Pumpkin & Sweet Potato Soup

  • Aug, 25 , 22
  • Shuli Madmone



1 cup sweet potato, cut into ¾ inch pieces
3 cups pumpkin, cut into ¾ inch pieces
1 cup carrots, chopped into ¾ inch pieces
3 cups chopped onion
1 whole Bay leaf
1 tsp minced ginger
3 tbsp. olive oil
1 & 1/2 tsp sea salt
1/4 tsp ground black pepper
3 1/2 cups water or stock
Urfa chili
Crème fraiche (optional)
1/8 tsp ground nutmeg


In a large pot over medium heat, warm the 3 tbsp. of olive oil. Add the onion, pumpkin, carrots, and sweet potato, stirring occasionally for 10 minutes. Add the chopped ginger and sauté for additional 5 minutes.
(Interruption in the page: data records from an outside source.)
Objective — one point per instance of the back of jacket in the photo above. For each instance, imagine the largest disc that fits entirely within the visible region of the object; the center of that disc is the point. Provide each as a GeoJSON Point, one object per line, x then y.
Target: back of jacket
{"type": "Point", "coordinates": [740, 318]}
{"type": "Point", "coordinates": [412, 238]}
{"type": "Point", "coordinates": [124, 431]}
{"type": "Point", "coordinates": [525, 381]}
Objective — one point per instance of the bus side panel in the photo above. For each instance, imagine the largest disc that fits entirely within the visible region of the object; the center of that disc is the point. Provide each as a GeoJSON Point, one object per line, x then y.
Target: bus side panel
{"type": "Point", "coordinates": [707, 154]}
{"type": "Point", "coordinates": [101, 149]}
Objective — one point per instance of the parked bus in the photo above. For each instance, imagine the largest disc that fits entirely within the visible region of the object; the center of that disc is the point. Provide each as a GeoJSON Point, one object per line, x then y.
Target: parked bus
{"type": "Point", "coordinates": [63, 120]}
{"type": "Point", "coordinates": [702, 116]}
Add spices; bay leaf, nutmeg, salt and water, or stock and bring to a boil. Reduce the heat and cook for 15 minutes until vegetables are slightly soft. Remove the bay leaf. Pour contents into a blender and pure until desired consistency. Add black pepper.

Sprinkle Urfa chili on top and drizzle with olive oil. You can also add Crème fraiche for extra richness.